The weather report said it was going to be a cold, overcast day with a possibility of rain. I am at the start line, shoulder to shoulder with thousands of people and the friends that I have trained with for weeks to prepare for this day. Adrenalaine is pumping through my veins. I can feel the excitement and nervousness in the air. It is my second marathon so I am feeling prepared for what is to come. There is not a cloud is the sky and the sun has already started to beat down on our faces. The weather report was wrong.
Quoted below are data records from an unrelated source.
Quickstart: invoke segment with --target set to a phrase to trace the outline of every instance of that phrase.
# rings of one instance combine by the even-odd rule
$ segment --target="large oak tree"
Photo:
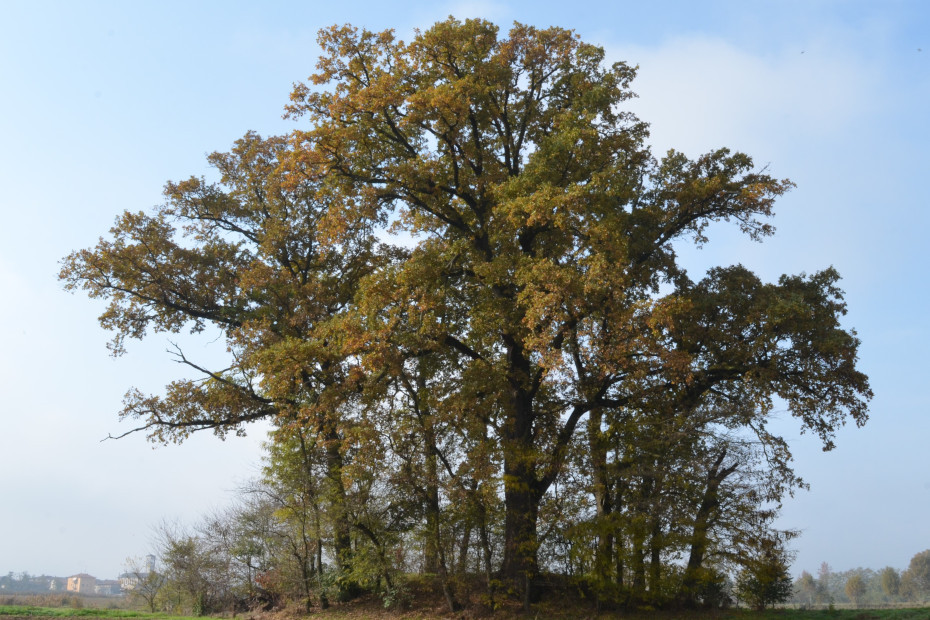
[[[655,516],[656,574],[667,515],[683,520],[676,544],[697,571],[741,467],[728,433],[780,448],[765,428],[776,399],[825,447],[847,418],[865,421],[871,393],[832,269],[769,284],[739,265],[693,281],[678,264],[677,244],[707,242],[715,222],[771,234],[792,184],[727,149],[657,159],[625,110],[632,67],[606,65],[569,30],[515,24],[501,36],[482,20],[449,19],[410,43],[334,27],[320,43],[318,71],[288,107],[300,129],[250,134],[212,156],[220,184],[169,184],[155,215],[125,214],[110,240],[65,261],[69,287],[109,300],[101,321],[117,345],[150,328],[223,330],[229,370],[130,396],[126,412],[156,439],[258,418],[313,429],[348,563],[347,430],[378,442],[378,422],[359,425],[398,416],[416,433],[395,456],[424,468],[410,488],[436,566],[448,568],[435,550],[440,487],[485,516],[478,490],[499,488],[500,572],[528,601],[541,506],[579,451],[597,518],[637,510],[625,503],[635,490],[640,516]],[[412,240],[377,242],[379,230],[394,239],[388,229]],[[656,429],[674,444],[665,462],[639,449]],[[660,492],[653,473],[688,461],[689,433],[721,441],[695,447],[693,504],[661,512],[686,494]],[[786,468],[779,454],[772,466]],[[632,535],[611,522],[602,554]],[[645,539],[635,544],[644,557]]]

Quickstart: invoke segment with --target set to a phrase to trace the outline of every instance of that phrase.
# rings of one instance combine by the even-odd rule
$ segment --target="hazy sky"
[[[715,227],[684,259],[698,277],[743,263],[766,279],[833,265],[862,339],[875,399],[837,449],[790,438],[809,492],[793,572],[823,561],[903,568],[930,547],[930,3],[28,2],[0,0],[0,574],[100,578],[149,551],[162,518],[227,504],[259,466],[264,431],[153,449],[117,411],[130,386],[158,391],[182,368],[155,335],[109,357],[101,304],[65,293],[59,261],[165,181],[247,130],[289,131],[291,85],[314,70],[335,23],[409,39],[448,15],[575,29],[639,65],[631,107],[657,153],[748,152],[797,189],[777,233],[754,244]],[[216,355],[222,342],[186,341]]]

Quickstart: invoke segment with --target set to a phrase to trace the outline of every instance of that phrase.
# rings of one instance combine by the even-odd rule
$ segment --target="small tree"
[[[863,594],[865,594],[865,581],[862,580],[862,575],[855,573],[846,580],[846,596],[856,607],[859,607]]]
[[[744,561],[736,577],[736,595],[760,611],[791,598],[794,586],[787,559],[780,541],[762,541],[759,553]]]
[[[165,585],[165,577],[140,558],[126,559],[126,576],[129,577],[129,598],[143,604],[152,613],[158,605],[158,595]]]
[[[814,580],[814,576],[807,571],[801,572],[801,576],[798,577],[795,587],[797,589],[798,599],[801,603],[807,607],[812,606],[814,604],[814,597],[817,596],[817,581]]]
[[[898,571],[890,566],[886,566],[882,569],[880,578],[884,595],[889,599],[897,597],[901,590],[901,575],[898,574]]]
[[[930,595],[930,549],[911,558],[907,570],[901,575],[900,588],[912,601],[921,601]]]

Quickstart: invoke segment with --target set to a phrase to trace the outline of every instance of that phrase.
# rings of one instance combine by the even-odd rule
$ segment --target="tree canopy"
[[[479,565],[527,604],[541,570],[615,602],[702,600],[803,486],[776,404],[825,449],[867,418],[835,270],[694,280],[677,261],[715,222],[772,234],[791,182],[725,148],[655,157],[625,109],[634,68],[569,30],[449,19],[320,44],[298,129],[246,134],[209,157],[218,182],[169,183],[65,259],[117,352],[226,339],[228,368],[179,351],[201,376],[123,415],[156,441],[269,419],[303,442],[346,596],[360,548],[389,580],[413,537],[452,608],[451,575]]]

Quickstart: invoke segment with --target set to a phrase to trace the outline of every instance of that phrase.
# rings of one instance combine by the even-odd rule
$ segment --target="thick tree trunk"
[[[539,571],[536,553],[539,498],[533,488],[535,477],[525,460],[505,457],[504,563],[501,573],[505,580],[517,586],[527,601],[533,598],[533,582]]]
[[[611,513],[610,481],[607,473],[607,441],[601,430],[603,412],[591,411],[588,418],[588,445],[591,452],[591,477],[594,506],[597,516],[597,546],[594,555],[594,575],[599,588],[611,582],[610,564],[613,559],[614,535],[608,522]],[[598,593],[598,599],[601,596]]]
[[[352,524],[346,506],[346,491],[342,481],[345,465],[339,450],[340,441],[335,433],[327,436],[326,473],[329,482],[330,515],[333,526],[333,555],[338,570],[348,574],[352,569]],[[359,593],[358,584],[349,579],[339,580],[339,600],[348,601]]]

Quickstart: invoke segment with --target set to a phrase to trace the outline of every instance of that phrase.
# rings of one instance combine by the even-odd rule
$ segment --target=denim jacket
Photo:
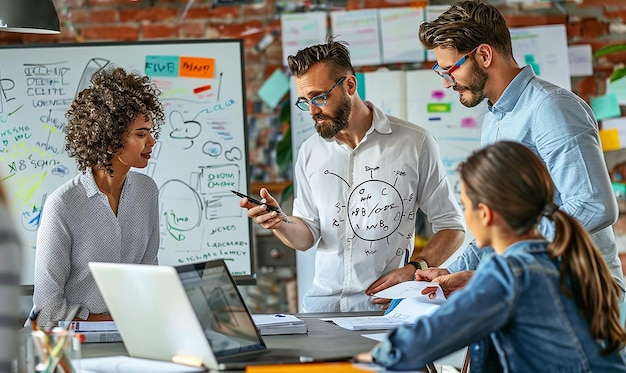
[[[603,342],[560,290],[559,268],[546,241],[517,242],[483,259],[463,290],[392,331],[372,356],[390,369],[419,369],[471,345],[472,373],[626,372],[626,350],[600,355]]]

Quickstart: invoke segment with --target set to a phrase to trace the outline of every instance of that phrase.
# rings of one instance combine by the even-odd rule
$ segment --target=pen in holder
[[[74,329],[53,328],[33,330],[33,343],[38,356],[35,371],[44,373],[75,373],[72,360],[80,359],[80,339]]]
[[[37,324],[38,312],[33,310],[29,316],[32,327],[32,341],[35,345],[38,360],[35,371],[43,373],[76,373],[72,360],[80,361],[81,334],[74,331],[72,319],[76,316],[80,306],[74,306],[66,318],[67,326],[43,329]]]

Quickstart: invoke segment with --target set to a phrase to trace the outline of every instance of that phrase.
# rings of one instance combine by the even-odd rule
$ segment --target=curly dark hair
[[[157,139],[165,121],[160,93],[149,77],[120,67],[94,73],[91,85],[65,114],[65,150],[76,159],[78,169],[95,167],[113,175],[113,155],[124,149],[129,127],[139,114],[152,121],[152,136]]]

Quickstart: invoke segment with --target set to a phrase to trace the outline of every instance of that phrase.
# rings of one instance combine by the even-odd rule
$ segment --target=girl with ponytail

It is hot...90+ degrees and humidity beyond belief. We reach the 20 mile mark. My body is hot and tired. Kelly, who has not left my side, is keeping me going. Up ahead we see Jason along with some friends cheering us on. It gives me that extra boost I need to go a few more miles. Unfortunately, I am needing to stop and use the bathroom several times at this point slowing us down. Something is definitely not right. We reach the 23 mile mark. There is Kelly's family cheering us on and her son Nick runs along with us. It is keeping my mind off of what is going on with my body. We reach one of the last water stops. I make a poor choice and decide to keep going. I want this race to be done. I tell Kelly I will see her at the finish line and pick up the pace the last couple of miles. Adrenalaine once again starts pumping through my veins as I see the finish line. It is finally over. I see Kelly coming up behind me with tears of joy in her eyes. We hug and say "we did it". It was a moment we will never forget and we are glad that we were able to share it together. Soon after, I feel myself falling apart. I tell Kelly I am not feeling well and duck into the medical tent. I am now being placed on a cot and being hooked up to IV's. I feel extremely nauseous and think I am going to pass out. Nothing is working so they decide to send me to the ER. I have never been so sick in my life. I thought I was going to die.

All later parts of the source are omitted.